Reading JSON and nested data in Apache Spark - Time & Space Complexity
When working with JSON files in Apache Spark, it is important to understand how the time to read and process data changes as the file size grows.
We want to know how the reading and parsing time increases when the JSON data gets bigger or more nested.
Analyze the time complexity of the following code snippet.
from pyspark.sql import SparkSession
spark = SparkSession.builder.appName("ReadJSON").getOrCreate()
# Read JSON file with nested data
json_df = spark.read.json("path/to/nested_data.json")
# Select nested field
nested_field_df = json_df.select("user.address.city")
nested_field_df.show()
This code reads a JSON file with nested fields and selects a nested field from the data.
Identify the loops, recursion, array traversals that repeat.

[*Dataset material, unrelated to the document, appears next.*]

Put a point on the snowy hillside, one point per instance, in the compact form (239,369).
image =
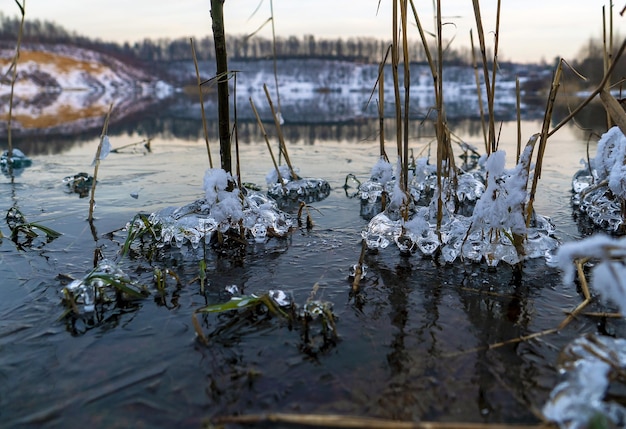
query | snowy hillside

- Primary operation: Spark reads each JSON record and parses nested fields.
- How many times: Once per record in the JSON file, repeated for all records.
As the number of JSON records grows, the time to read and parse grows roughly in direct proportion.
| Input Size (n) | Approx. Operations |
|---|---|
| 10 | 10 parsing operations |
| 100 | 100 parsing operations |
| 1000 | 1000 parsing operations |
Pattern observation: The work grows linearly as the number of records increases.
Time Complexity: O(n)
This means the time to read and parse JSON data grows directly with the number of records.
[X] Wrong: "Reading nested JSON is much slower and grows exponentially with nesting depth."
[OK] Correct: Spark parses each record once, and nested fields add a small fixed cost per record, so time grows mostly with record count, not nesting depth.
Understanding how data reading scales helps you explain performance in real projects and shows you can reason about data processing costs clearly.
"What if the JSON file is compressed? How would that affect the time complexity of reading and parsing?"